Why am I explaining all of this to you?  Because I feel that there is a pressure to derive happiness from booze based off of what other people find enjoyable.  Despite the fact that I don't enjoy red wine at home, I continue to keep purchasing it as if I need to prove something!!  It's not that I don't like it, I just don't ever feel like drinking it.  I had a conversation with a customer yesterday who told me that he almost purchased one of the Eagle Rare 17 year old Bourbons off the shelf simply because he never sees it available.  He didn't particularly want the ER17, nor was it even one of his favorites, but knowing how rare these bottles are and how much other people love them, he felt a compulsion to get one of his own.  This is the same feeling I get every time the Pappy Van Winkles show up, the George T. Staggs, etc.  These are whiskies I have owned and never enjoyed drinking, yet I still feel like I should give them another chance because of how popular they are.  It's the same feeling that compulsive shoppers feel when watching an infomercial about knives or something - they simply have to have those knives even if they've never cooked a thing in their life!

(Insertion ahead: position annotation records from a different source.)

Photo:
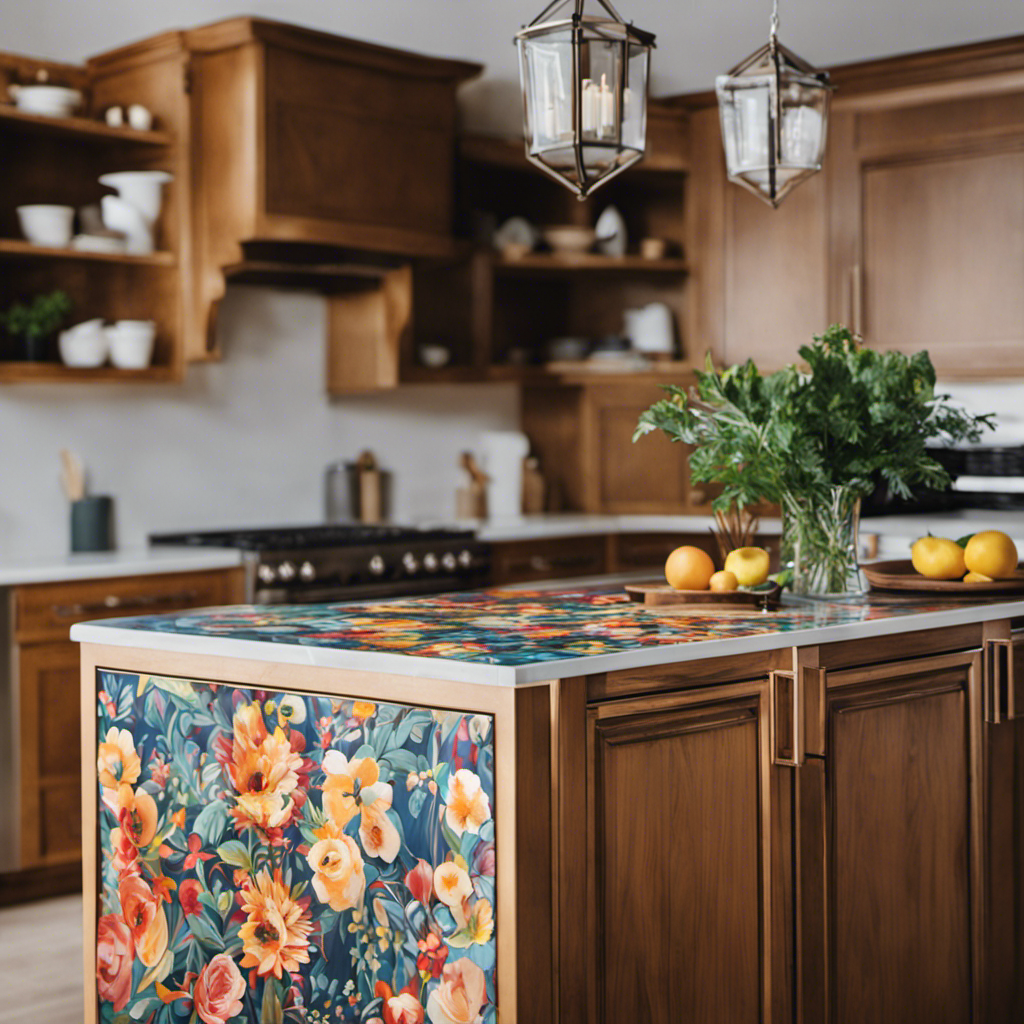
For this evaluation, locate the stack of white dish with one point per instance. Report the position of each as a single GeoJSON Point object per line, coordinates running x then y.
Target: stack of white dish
{"type": "Point", "coordinates": [127, 343]}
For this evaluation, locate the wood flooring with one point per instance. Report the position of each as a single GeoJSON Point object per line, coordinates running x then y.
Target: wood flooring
{"type": "Point", "coordinates": [41, 962]}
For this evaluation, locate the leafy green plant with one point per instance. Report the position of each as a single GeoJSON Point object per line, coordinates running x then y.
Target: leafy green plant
{"type": "Point", "coordinates": [853, 415]}
{"type": "Point", "coordinates": [38, 320]}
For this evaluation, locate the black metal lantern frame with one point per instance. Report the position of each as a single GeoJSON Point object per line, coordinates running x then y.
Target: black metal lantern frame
{"type": "Point", "coordinates": [568, 150]}
{"type": "Point", "coordinates": [793, 86]}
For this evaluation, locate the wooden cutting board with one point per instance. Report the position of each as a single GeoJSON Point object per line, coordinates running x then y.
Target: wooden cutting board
{"type": "Point", "coordinates": [901, 576]}
{"type": "Point", "coordinates": [664, 596]}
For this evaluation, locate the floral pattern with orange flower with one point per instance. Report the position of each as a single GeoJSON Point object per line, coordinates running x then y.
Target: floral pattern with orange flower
{"type": "Point", "coordinates": [272, 860]}
{"type": "Point", "coordinates": [275, 933]}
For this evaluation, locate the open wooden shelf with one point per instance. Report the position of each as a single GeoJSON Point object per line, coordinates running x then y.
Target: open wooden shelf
{"type": "Point", "coordinates": [84, 128]}
{"type": "Point", "coordinates": [559, 263]}
{"type": "Point", "coordinates": [26, 373]}
{"type": "Point", "coordinates": [19, 249]}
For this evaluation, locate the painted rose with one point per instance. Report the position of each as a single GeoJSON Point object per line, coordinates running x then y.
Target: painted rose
{"type": "Point", "coordinates": [276, 929]}
{"type": "Point", "coordinates": [117, 761]}
{"type": "Point", "coordinates": [353, 787]}
{"type": "Point", "coordinates": [460, 996]}
{"type": "Point", "coordinates": [142, 911]}
{"type": "Point", "coordinates": [400, 1008]}
{"type": "Point", "coordinates": [421, 881]}
{"type": "Point", "coordinates": [338, 880]}
{"type": "Point", "coordinates": [114, 958]}
{"type": "Point", "coordinates": [452, 884]}
{"type": "Point", "coordinates": [219, 989]}
{"type": "Point", "coordinates": [468, 806]}
{"type": "Point", "coordinates": [136, 812]}
{"type": "Point", "coordinates": [264, 771]}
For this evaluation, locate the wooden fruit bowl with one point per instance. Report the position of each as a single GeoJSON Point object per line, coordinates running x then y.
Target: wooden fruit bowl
{"type": "Point", "coordinates": [662, 595]}
{"type": "Point", "coordinates": [901, 576]}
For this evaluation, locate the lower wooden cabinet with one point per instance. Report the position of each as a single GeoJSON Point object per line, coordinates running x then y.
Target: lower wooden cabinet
{"type": "Point", "coordinates": [45, 668]}
{"type": "Point", "coordinates": [863, 866]}
{"type": "Point", "coordinates": [681, 858]}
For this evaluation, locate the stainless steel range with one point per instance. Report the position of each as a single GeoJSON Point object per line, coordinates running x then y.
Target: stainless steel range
{"type": "Point", "coordinates": [309, 564]}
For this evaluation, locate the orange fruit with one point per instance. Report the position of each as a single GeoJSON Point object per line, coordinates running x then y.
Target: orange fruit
{"type": "Point", "coordinates": [724, 581]}
{"type": "Point", "coordinates": [689, 568]}
{"type": "Point", "coordinates": [991, 553]}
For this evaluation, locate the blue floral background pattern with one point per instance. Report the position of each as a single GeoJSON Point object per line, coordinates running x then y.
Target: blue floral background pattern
{"type": "Point", "coordinates": [273, 857]}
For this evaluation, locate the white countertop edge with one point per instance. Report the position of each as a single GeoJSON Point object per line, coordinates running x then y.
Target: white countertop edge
{"type": "Point", "coordinates": [113, 564]}
{"type": "Point", "coordinates": [527, 675]}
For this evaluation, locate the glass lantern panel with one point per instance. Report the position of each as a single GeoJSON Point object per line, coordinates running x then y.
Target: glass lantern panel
{"type": "Point", "coordinates": [635, 98]}
{"type": "Point", "coordinates": [804, 113]}
{"type": "Point", "coordinates": [546, 66]}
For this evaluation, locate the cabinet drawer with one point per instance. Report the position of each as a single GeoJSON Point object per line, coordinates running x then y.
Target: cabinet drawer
{"type": "Point", "coordinates": [559, 558]}
{"type": "Point", "coordinates": [48, 610]}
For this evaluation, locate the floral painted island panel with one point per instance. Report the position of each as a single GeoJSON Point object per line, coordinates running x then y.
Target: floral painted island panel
{"type": "Point", "coordinates": [272, 857]}
{"type": "Point", "coordinates": [504, 627]}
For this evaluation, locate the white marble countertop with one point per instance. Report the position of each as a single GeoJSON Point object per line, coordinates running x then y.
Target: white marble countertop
{"type": "Point", "coordinates": [515, 636]}
{"type": "Point", "coordinates": [143, 561]}
{"type": "Point", "coordinates": [554, 524]}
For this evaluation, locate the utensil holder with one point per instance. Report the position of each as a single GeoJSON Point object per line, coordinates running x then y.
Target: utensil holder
{"type": "Point", "coordinates": [92, 523]}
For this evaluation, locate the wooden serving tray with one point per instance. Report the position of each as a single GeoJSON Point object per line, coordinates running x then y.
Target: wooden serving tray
{"type": "Point", "coordinates": [662, 595]}
{"type": "Point", "coordinates": [901, 576]}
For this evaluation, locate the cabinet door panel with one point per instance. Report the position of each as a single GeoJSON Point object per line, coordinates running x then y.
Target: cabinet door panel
{"type": "Point", "coordinates": [681, 861]}
{"type": "Point", "coordinates": [903, 842]}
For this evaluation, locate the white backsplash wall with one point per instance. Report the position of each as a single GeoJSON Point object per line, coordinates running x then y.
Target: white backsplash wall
{"type": "Point", "coordinates": [242, 442]}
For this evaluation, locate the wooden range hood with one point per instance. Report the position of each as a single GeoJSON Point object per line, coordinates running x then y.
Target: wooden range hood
{"type": "Point", "coordinates": [306, 160]}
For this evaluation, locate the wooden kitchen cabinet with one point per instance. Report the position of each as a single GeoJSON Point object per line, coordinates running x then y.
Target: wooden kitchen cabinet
{"type": "Point", "coordinates": [45, 669]}
{"type": "Point", "coordinates": [680, 858]}
{"type": "Point", "coordinates": [891, 845]}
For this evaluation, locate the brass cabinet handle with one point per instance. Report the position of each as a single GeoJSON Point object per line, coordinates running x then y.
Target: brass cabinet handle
{"type": "Point", "coordinates": [999, 686]}
{"type": "Point", "coordinates": [786, 750]}
{"type": "Point", "coordinates": [112, 601]}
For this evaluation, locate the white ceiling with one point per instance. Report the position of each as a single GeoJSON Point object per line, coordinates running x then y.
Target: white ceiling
{"type": "Point", "coordinates": [695, 40]}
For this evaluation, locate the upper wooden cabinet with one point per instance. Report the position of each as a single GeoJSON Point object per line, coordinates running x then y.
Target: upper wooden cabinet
{"type": "Point", "coordinates": [912, 233]}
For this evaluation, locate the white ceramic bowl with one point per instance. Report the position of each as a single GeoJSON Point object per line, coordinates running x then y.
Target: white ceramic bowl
{"type": "Point", "coordinates": [131, 343]}
{"type": "Point", "coordinates": [50, 100]}
{"type": "Point", "coordinates": [120, 215]}
{"type": "Point", "coordinates": [142, 188]}
{"type": "Point", "coordinates": [46, 225]}
{"type": "Point", "coordinates": [84, 345]}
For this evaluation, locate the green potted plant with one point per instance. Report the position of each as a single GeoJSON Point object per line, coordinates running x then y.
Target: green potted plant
{"type": "Point", "coordinates": [33, 325]}
{"type": "Point", "coordinates": [815, 440]}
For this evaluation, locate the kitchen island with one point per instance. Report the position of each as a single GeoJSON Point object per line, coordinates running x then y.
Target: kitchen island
{"type": "Point", "coordinates": [555, 803]}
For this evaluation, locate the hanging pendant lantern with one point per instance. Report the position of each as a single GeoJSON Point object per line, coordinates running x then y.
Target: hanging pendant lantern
{"type": "Point", "coordinates": [585, 93]}
{"type": "Point", "coordinates": [774, 113]}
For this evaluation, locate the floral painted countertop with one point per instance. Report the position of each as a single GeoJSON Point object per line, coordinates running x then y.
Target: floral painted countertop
{"type": "Point", "coordinates": [513, 636]}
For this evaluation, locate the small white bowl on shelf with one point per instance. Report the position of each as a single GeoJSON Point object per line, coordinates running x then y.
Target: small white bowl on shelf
{"type": "Point", "coordinates": [131, 343]}
{"type": "Point", "coordinates": [48, 100]}
{"type": "Point", "coordinates": [84, 345]}
{"type": "Point", "coordinates": [44, 224]}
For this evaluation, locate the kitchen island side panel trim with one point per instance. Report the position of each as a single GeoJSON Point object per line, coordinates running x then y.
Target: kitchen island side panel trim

John Glaser told us during our whisky blending seminar to imagine the time we would want to drink our whisky before creating it.  Would it be something to drink after work?  Late at night with a book?  On a sunny afternoon?  The mood was an important creative factor because it needed to be something we would actually want to drink, not merely something we thought was good.  Thinking about when we are actually going to drink a particular wine or whisky should be just as important for evaluation as proper tasting notes are.  The next time you try a new single malt or Bourbon, think about when you would actually drink it.  For me personally, I know that I'm currently not drinking anything cask strength because I'm sick of having to tinker with my whisky when I get home.  That's an important point for me to remember when those Antique Collection whiskies land next week (remind me of that so that there's an extra one for all of you).  Just because something tastes amazing doesn't mean you're actually going to ever drink it - it may sit there on your bar for the next five years while you search for the right moment that never existed in the first place.